At this point, the analysis of Cipher-Text and Acs-Token is over. The reverse encryption algorithm is actually not difficult, but it requires certain skills to find the encryption location. In addition, when writing this article, I found that Baidu Translate does not add Acs The -Token request is OK again. The current situation is that sometimes it can be requested without adding it, and sometimes it cannot be requested without adding it. If you request an error {"errno":1022,"errmsg":"访问出现异常,请刷新后重试!","error":1022,"errShowMsg":"访问出现异常,请刷新后重试!"} , you can try adding this parameter.

full code

bilibili pays attention to Brother K's reptile, and the little assistant does video teaching: https://space.bilibili.com/1622879192

GitHub pays attention to Brother K's crawler and continues to share crawler-related code!
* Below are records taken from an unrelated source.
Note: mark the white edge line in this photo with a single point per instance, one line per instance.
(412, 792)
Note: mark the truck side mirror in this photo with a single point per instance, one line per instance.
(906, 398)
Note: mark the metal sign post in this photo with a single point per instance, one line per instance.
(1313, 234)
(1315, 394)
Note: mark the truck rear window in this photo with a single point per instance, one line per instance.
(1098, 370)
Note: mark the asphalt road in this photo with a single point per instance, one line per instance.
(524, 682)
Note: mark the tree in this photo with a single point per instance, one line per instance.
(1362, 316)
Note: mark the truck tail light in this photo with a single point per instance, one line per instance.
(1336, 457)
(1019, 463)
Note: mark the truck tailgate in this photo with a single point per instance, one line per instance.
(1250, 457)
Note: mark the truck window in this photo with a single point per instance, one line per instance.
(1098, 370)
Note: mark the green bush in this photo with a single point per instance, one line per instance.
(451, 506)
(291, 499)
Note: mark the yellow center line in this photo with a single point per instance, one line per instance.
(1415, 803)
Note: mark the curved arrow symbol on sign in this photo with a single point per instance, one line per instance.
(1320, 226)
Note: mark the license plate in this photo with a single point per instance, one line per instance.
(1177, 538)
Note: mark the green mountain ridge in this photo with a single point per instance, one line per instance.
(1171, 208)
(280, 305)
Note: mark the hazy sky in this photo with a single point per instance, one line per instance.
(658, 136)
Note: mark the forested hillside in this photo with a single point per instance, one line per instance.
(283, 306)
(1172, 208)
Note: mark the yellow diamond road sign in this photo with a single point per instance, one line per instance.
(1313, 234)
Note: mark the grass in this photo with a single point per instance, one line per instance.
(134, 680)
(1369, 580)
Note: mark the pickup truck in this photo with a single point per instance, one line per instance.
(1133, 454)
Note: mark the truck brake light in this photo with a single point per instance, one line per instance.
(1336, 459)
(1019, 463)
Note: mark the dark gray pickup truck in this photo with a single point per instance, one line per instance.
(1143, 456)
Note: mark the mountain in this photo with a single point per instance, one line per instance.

Welcome star! https://github.com/kgepachong/

The following only demonstrates some key codes and cannot be run directly!

baidufanyi_encrypt.js

 var window =  global;

// 以下部分内容过长,此处省略
// 完整代码关注 GitHub:https://github.com/kgepachong/crawler
(function(){...
})()
function ascToken(translate_url){
    // 部分参数直接写死了,不同网站参数值不同,如果在项目中使用,请灵活处理
    var a0 = 'uyaqcsmsseqyosiy';
    var a1 = '1234567887654321';
    var ae = (new Date).getTime();
    var a2 = '{"ua":"Mozilla/5.0 (Windows NT 10.0; Win64; x64) AppleWebKit/537.36 (KHTML, like Gecko) Chrome/103.0.0.0 Safari/537.36","url":' + translate_url + '","platform":"Win32","clientTs":' + ae + ',"version":"2.2.0"}';
    // 这里开头的时间戳写死了,如果请求失败请更新这个值
    return '1660546809505_' + ae + '_' + window.aes_encrypt(a2, a0, a1);
}

// console.log(ascToken("https://fanyi.baidu.com/#zh/en/%E6%B5%8B%E8%AF%95"))

baidufanyi.py

 # ==================================
# --*-- coding: utf-8 --*--
# @Time    : 2021-08-12
# @Author  : 微信公众号:K哥爬虫
# @FileName: baidufanyi.py
# @Software: PyCharm
# ==================================


import re
import execjs
import requests
from urllib import parse


session = requests.session()
index_url = 'https://fanyi.baidu.com/'
lang_url = 'https://fanyi.baidu.com/langdetect'
translate_api = 'https://fanyi.baidu.com/v2transapi'
headers = {
    'User-Agent': 'Mozilla/5.0 (Windows NT 10.0; Win64; x64) AppleWebKit/537.36 (KHTML, like Gecko) Chrome/103.0.0.0 Safari/537.36',
}
# cookies = {
#     "BAIDUID": "624363427DBD2BFCDF0C3D6E129F5C65:FG=1"
# }


def get_params(query):
    # 获取 token 和 gtk
    session.get(url=index_url, headers=headers)
    # print(session.cookies.get_dict())
    response_index = session.get(url=index_url, headers=headers)
    token = re.findall(r"token: '([0-9a-z]+)'", response_index.text)[0]
    gtk = re.findall(r'gtk = "(.*?)"', response_index.text)[0]
    # 自动检测语言
    response_lang = session.post(url=lang_url, headers=headers, data={'query': query})
    lang = response_lang.json()['lan']
    return token, gtk, lang


def get_sign_and_token(query, gtk, lang):
    with open('baidufanyi_encrypt.js', 'r', encoding='utf-8') as f:
        baidu_js = f.read()
    sign = execjs.compile(baidu_js).call('e', query, gtk)
    translate_url = 'https://fanyi.baidu.com/#%s/en/%s' % (lang, parse.quote(query))
    acs_token = execjs.compile(baidu_js).call('ascToken', translate_url)
    return sign, acs_token


def get_result(query, lang, sign, token, acs_token):
    data = {
        'from': lang,
        'to': 'en',
        'query': query,
        'transtype': 'realtime',
        'simple_means_flag': '3',
        'sign': sign,
        'token': token,
    }
    headers["Acs-Token"] = acs_token
    response = session.post(url=translate_api, headers=headers, data=data)
    result = response.json()['trans_result']['data'][0]['dst']
    return result


def main():
    query = input('请输入要翻译的文字:')
    token, gtk, lang = get_params(query)
    sign, acs_token = get_sign_and_token(query, gtk, lang)
    result = get_result(query, lang, sign, token, acs_token)
    print('翻译成英文的结果为:', result)


if __name__ == '__main__':
    main()

17


K哥爬虫
166 声望147 粉丝

Python网络爬虫、JS 逆向等相关技术研究与分享。